In the meantime, the Saudi team encourages parents who have a child with a genetic disorder to have their immediate and extended family tested, to reduce the risk in future births. This can be a sensitive matter, says Shatha Al Rasheed, a research genetic counselor with KACST. A mother may worry that her husband will take a second wife if he learns they both carry a disease gene. Or families may fear that their sons and daughters will never get married. But most families end up sharing the information: "I feel success stories are much more common than negative ones," Al Rasheed says.

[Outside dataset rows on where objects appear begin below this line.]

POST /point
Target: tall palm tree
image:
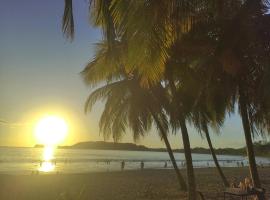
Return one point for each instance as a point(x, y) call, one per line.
point(126, 101)
point(157, 25)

Mohammad Al Samel, a 27-year-old medical student in his residency in Jeddah, Saudi Arabia, grew up with three siblings severely disabled by a mutation identified by Alkuraya's lab. After their diagnosis, Al Samel agreed to have his DNA tested and learned that he is a carrier of the same genetic flaw. His fiancée is also being tested, even though the two aren't related and she's unlikely to have the mutation. If she does, Al Samel says, they will still marry but consider "other solutions" such as IVF to avoid having a sick child.

"I didn't have brothers or sisters who were healthy enough to play with me, and we had to stay in the hospital for long times," he says. "I don't want my kids to have the same memories. You cannot imagine."